Error count, error rate, pattern match, and spike detection — when to use each

Every Watchdog rule has one of four types. Pick based on what "something's wrong" looks like in your logs.

Error count threshold

Fires when the number of error-level logs in the lookback window exceeds a fixed count.

FieldNotes
Count thresholdThe number that triggers the alert
Lookback minutesHow far back to count (default 30)

Best for: services with steady, low-error baselines where any spike is interesting. Good first rule for new projects.

Example: "Notify me when checkout-api logs more than 50 errors in 30 minutes."

Count thresholds don't account for traffic — at peak load, even a healthy service might exceed the threshold. Use error rate if your traffic varies a lot.

Error rate threshold

Fires when the ratio of error logs to total logs exceeds a percentage.

FieldNotes
Rate thresholdDecimal between 0 and 1 — e.g., 0.05 for 5%
Min error countFloor below which the rule won't fire even if the rate is exceeded (default 5) — prevents false positives at low traffic
Lookback minutesHow far back to evaluate (default 30)

Best for: services with variable traffic where the proportion of errors matters more than the absolute count.

Example: "Notify me when checkout-api error rate exceeds 5% over 30 minutes — but only if there are at least 20 errors total."

The min-error-count guard is important. Without it, a service that saw 1 request and 1 error would have a 100% error rate and trigger the alert.

Pattern match (regex)

Fires when any log line in the lookback window matches a regex pattern.

FieldNotes
PatternsOne or more { label, regex } entries — first match fires the rule
Lookback minutesHow far back to scan (default 30)

Best for: known-bad strings you've seen before — circuit-breaker trips, OOM, specific error codes, deprecated API hits.

Example patterns:

{ label: "OOM", regex: "OutOfMemoryError|java.lang.OutOfMemoryError" }
{ label: "Stripe failure", regex: "stripe.*Connection refused" }
{ label: "Deprecated endpoint", regex: "DEPRECATED_API_HIT" }

The label is what gets shown in the alert.
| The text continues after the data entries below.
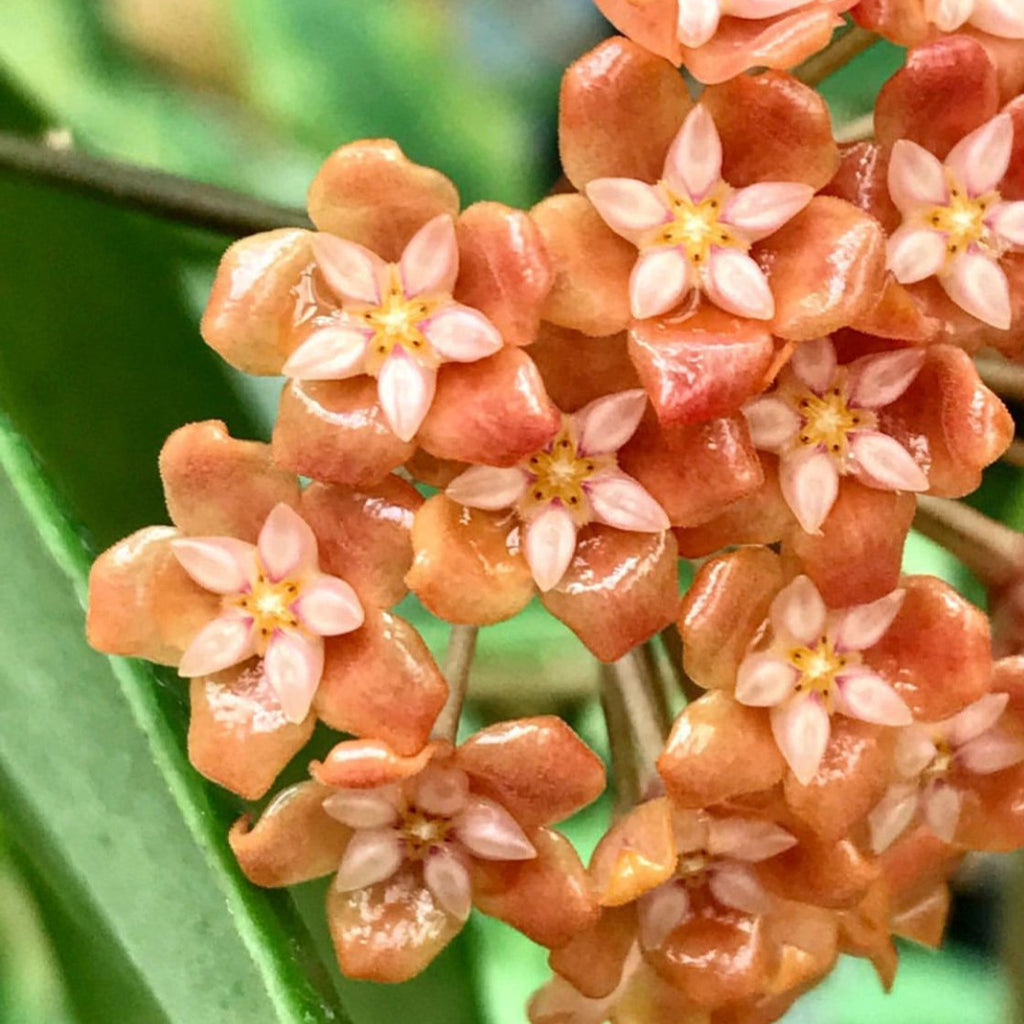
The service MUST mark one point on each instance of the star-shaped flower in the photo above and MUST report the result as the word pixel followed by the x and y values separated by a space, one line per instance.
pixel 570 482
pixel 956 225
pixel 693 229
pixel 397 322
pixel 813 668
pixel 822 422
Regex is evaluated against the log message field.

Test your patterns with dry-run before enabling — a slightly-too-broad regex can match thousands of lines and fire constantly.

Spike detection

Fires when error volume in the lookback window exceeds a multiple of the baseline from the previous comparable window.

FieldNotes
Spike multiplierThe factor by which current window must exceed the prior baseline (default 3.0)
Min error countFloor for the current window (default 5)
Lookback minutesThe window length (default 30)
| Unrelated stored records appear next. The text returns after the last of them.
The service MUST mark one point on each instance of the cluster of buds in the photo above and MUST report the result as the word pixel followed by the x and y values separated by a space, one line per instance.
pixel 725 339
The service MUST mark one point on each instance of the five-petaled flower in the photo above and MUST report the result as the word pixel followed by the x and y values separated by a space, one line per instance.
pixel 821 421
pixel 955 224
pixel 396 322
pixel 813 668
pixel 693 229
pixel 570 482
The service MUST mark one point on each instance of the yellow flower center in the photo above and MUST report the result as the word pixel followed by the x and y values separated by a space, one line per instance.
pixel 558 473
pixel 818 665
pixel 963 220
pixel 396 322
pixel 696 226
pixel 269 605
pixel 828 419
Best for: "I don't know what normal looks like, but I want to know when it changes". Good for services where steady-state is variable and absolute thresholds don't work.
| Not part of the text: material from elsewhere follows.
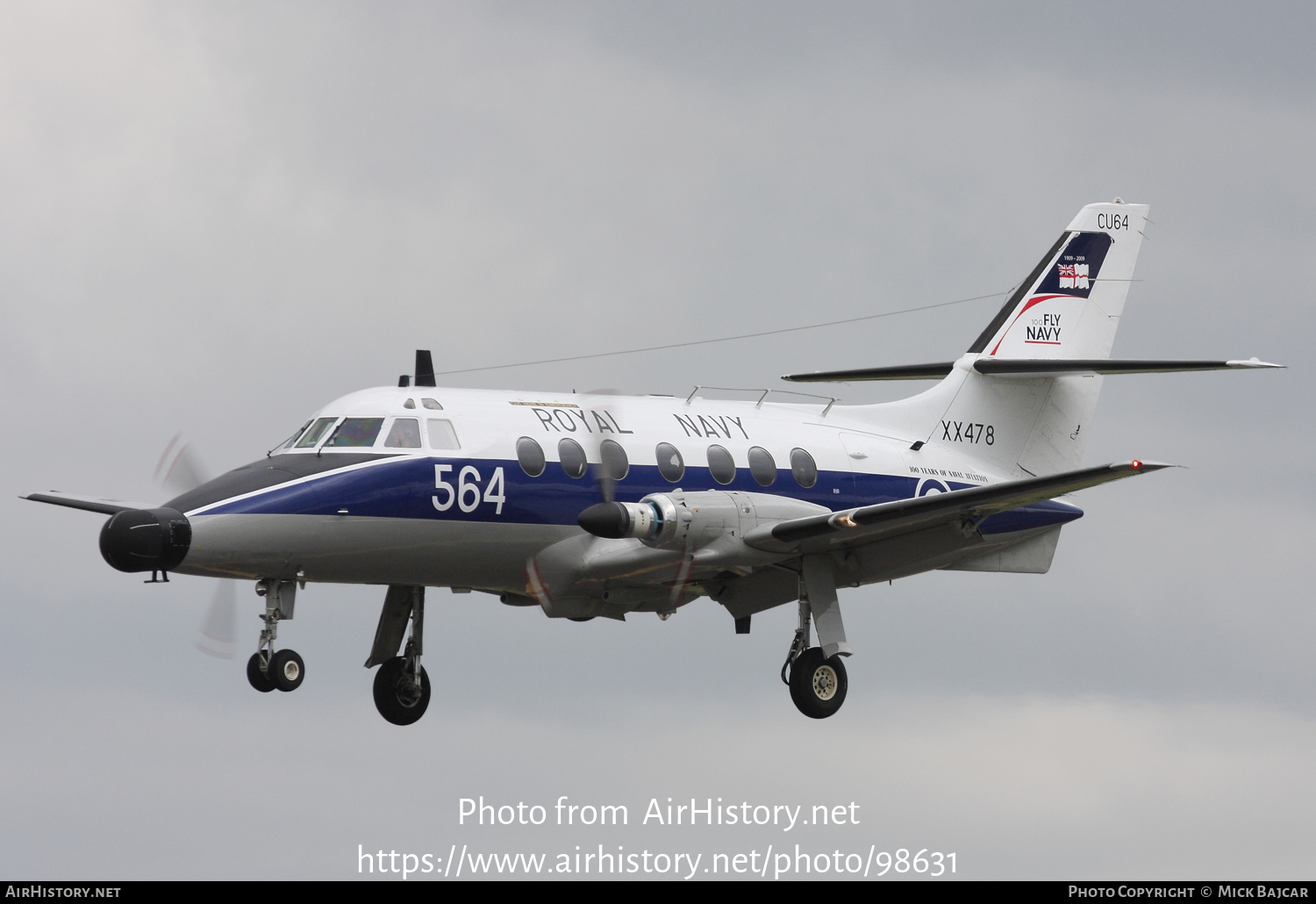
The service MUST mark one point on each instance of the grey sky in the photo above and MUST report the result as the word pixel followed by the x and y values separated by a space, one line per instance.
pixel 220 216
Example: "Notify me when error volume in the last 30 minutes is 3× higher than the 30 minutes before that — and at least 5 errors."

Choosing between them

If you...Use
Have a quiet service that should never errorCount threshold
Have a busy service where ratios matter moreRate threshold
Know the specific string you're huntingPattern match
Just want to be told when things changeSpike detection

You can have multiple rules per project — count + pattern is a common combination ("page on volume + page on specific bad strings").